When you are done, you will discover that you have used all the numbers from 1 to 26 without repeating any numbers! There are two possible tetrahedra that can be made this way. Can you find them both?

This trick can also be done on a cube, but without using the angles of the faces. A cube has six faces, eight corners, and twelve edges; 6 + 8 + 12 = 26. Using the same three pairs of numbers we started with above, we can give values to the six faces. Place the number 1 on a face, and the number 2 on the opposite face. Place the number 3 on any of the remaining faces, and the number 6 on the opposite face. Then place the numbers 9 and 18 on the remaining faces.

Just like before, we will add these six numbers together to create all the others. Every edge of a cube is the meeting place of two faces. Add the numbers of these two faces and give that total to the edge. Every corner of a cube is the meeting place of three faces. Add the numbers of these faces together and give that total to the corner. Do this for all parts of the cube, and you will use all the numbers from 1 to 26 without any repetitions. Unlike the tetrahedron, there is only one way to accomplish this feat on a cube.

The technique will also work on the octahedron, which has six corners, eight sides, and twelve edges; 6 + 8 + 12 = 26. In this case the three pairs of opposite numbers are placed on the six corners of the octahedron. As before, place 1 and 2 on opposite corners, 3 and 6 on opposite corners, and 9 and 18 on the remaining corners. Each of the twelve edges of the octahedron connects two corners. Add these two corners to find the number for that edge. Each of the eight triangular sides of the octahedron is surrounded by three corners. Add those three corners together to get the value for that side. When completed, you will again have used all the numbers from 1 to 26 with no repetitions.
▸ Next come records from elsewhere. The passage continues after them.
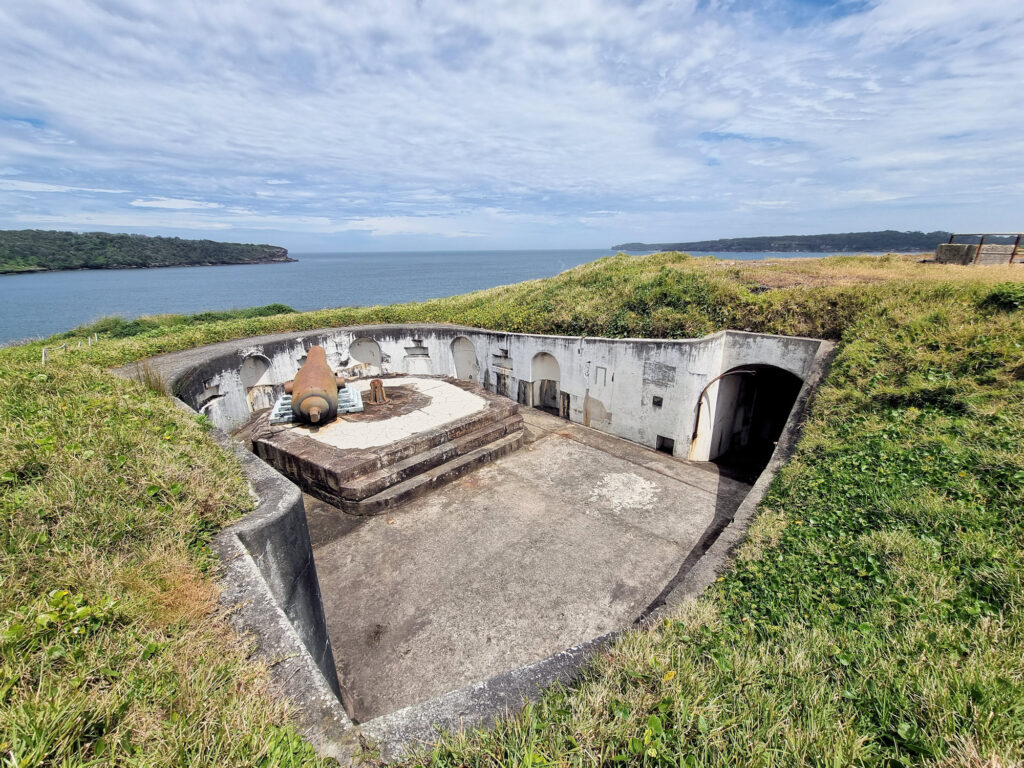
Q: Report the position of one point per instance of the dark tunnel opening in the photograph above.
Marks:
(753, 407)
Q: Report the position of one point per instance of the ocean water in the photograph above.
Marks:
(44, 303)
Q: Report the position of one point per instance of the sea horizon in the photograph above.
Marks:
(40, 304)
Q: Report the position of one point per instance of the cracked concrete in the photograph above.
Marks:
(566, 540)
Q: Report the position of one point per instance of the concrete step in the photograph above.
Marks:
(434, 477)
(361, 486)
(380, 459)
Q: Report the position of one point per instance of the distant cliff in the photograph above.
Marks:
(878, 242)
(41, 250)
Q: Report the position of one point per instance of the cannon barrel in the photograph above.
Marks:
(314, 388)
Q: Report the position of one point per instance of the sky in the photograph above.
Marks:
(455, 125)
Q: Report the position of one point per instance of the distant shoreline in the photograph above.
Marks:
(38, 269)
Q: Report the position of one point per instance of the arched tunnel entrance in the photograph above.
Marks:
(740, 417)
(547, 384)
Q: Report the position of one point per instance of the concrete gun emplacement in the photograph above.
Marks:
(314, 388)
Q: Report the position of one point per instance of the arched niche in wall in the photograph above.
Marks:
(367, 353)
(546, 375)
(257, 380)
(464, 354)
(740, 417)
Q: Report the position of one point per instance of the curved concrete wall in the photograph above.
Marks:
(606, 384)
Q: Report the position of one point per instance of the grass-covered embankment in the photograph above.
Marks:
(873, 616)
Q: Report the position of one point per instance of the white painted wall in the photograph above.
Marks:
(611, 383)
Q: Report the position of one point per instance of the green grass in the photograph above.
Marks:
(872, 617)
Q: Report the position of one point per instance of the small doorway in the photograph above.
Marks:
(547, 384)
(464, 356)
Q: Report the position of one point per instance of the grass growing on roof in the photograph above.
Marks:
(873, 616)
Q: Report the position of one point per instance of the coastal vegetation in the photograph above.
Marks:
(42, 250)
(876, 242)
(873, 616)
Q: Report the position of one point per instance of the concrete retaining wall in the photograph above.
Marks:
(643, 390)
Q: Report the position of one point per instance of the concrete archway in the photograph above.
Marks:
(366, 351)
(464, 355)
(257, 380)
(546, 375)
(740, 417)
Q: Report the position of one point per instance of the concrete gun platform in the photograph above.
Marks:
(431, 430)
(569, 538)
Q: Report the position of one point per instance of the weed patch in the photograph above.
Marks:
(873, 617)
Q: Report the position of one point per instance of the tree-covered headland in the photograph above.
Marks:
(41, 250)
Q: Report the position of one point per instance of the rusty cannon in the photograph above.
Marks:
(314, 388)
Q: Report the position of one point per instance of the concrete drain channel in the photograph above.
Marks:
(434, 561)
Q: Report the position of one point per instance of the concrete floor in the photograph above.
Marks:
(565, 540)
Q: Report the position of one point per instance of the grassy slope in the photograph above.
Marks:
(873, 616)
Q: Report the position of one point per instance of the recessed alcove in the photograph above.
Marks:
(530, 538)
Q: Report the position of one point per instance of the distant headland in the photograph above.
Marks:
(877, 242)
(43, 250)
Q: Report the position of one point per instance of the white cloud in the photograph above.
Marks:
(174, 204)
(514, 122)
(12, 185)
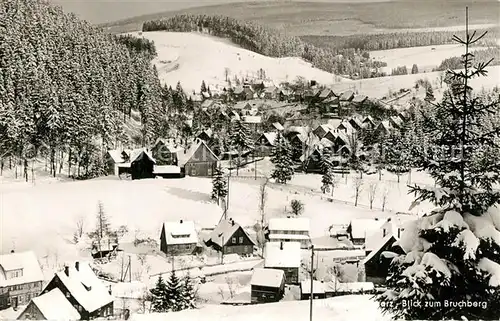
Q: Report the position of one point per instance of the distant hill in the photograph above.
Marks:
(193, 57)
(339, 18)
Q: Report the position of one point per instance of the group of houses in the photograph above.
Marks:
(74, 293)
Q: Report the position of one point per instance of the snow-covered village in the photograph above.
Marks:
(304, 160)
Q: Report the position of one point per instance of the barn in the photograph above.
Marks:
(267, 285)
(178, 238)
(198, 159)
(229, 237)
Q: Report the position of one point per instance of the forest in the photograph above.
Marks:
(385, 41)
(341, 61)
(479, 55)
(67, 88)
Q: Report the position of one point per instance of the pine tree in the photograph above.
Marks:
(281, 158)
(219, 185)
(326, 169)
(453, 253)
(159, 296)
(240, 139)
(188, 293)
(174, 293)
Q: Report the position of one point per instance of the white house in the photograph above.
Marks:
(292, 229)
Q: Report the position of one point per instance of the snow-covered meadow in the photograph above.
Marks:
(193, 57)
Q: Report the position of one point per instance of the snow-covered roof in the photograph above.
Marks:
(360, 228)
(387, 239)
(224, 231)
(85, 287)
(348, 286)
(166, 169)
(278, 126)
(297, 237)
(54, 306)
(318, 287)
(289, 224)
(182, 232)
(267, 277)
(282, 255)
(27, 261)
(184, 155)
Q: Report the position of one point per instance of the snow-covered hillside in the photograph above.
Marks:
(193, 57)
(344, 308)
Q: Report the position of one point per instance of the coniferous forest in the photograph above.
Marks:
(68, 88)
(269, 42)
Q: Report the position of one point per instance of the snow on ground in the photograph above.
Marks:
(380, 87)
(345, 308)
(426, 57)
(193, 57)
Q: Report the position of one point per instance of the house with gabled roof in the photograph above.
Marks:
(321, 130)
(265, 144)
(84, 291)
(229, 237)
(21, 279)
(178, 238)
(267, 285)
(197, 159)
(377, 263)
(290, 229)
(52, 306)
(284, 256)
(359, 229)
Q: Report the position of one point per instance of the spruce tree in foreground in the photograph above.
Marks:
(159, 296)
(282, 160)
(219, 185)
(453, 253)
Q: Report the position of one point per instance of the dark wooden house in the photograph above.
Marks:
(52, 305)
(84, 291)
(20, 279)
(377, 264)
(198, 159)
(284, 256)
(318, 290)
(267, 285)
(142, 165)
(229, 237)
(178, 238)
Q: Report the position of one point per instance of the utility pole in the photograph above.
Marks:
(311, 276)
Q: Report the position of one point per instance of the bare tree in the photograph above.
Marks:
(372, 191)
(384, 198)
(358, 185)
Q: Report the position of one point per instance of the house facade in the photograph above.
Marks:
(267, 285)
(198, 159)
(52, 305)
(83, 290)
(229, 237)
(284, 256)
(178, 238)
(294, 229)
(21, 279)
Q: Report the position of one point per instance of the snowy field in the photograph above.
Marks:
(426, 57)
(381, 86)
(193, 57)
(346, 308)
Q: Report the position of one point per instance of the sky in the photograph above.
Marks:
(100, 11)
As with the cube, there is only one way to accomplish this.

The sharp observer will have noticed that the special set of 3 opposite pairs are used for the edges of a tetrahedron, the faces of a cube, and the corners of an octahedron, which may reveal something important about the relationships of points in space. Also, for the die-hard puzzle solver, the solutions to the above figures may be written in Base 3 numerals, with very interesting results.

Guess Your Birthday !

Here's a fun trick to show a friend, a group, or an entire class of people. I have used this fun, mathematical trick on thousands of people since 1963 when I learned it. Tell the person (or class) to think of their birthday...and that you are going to guess it.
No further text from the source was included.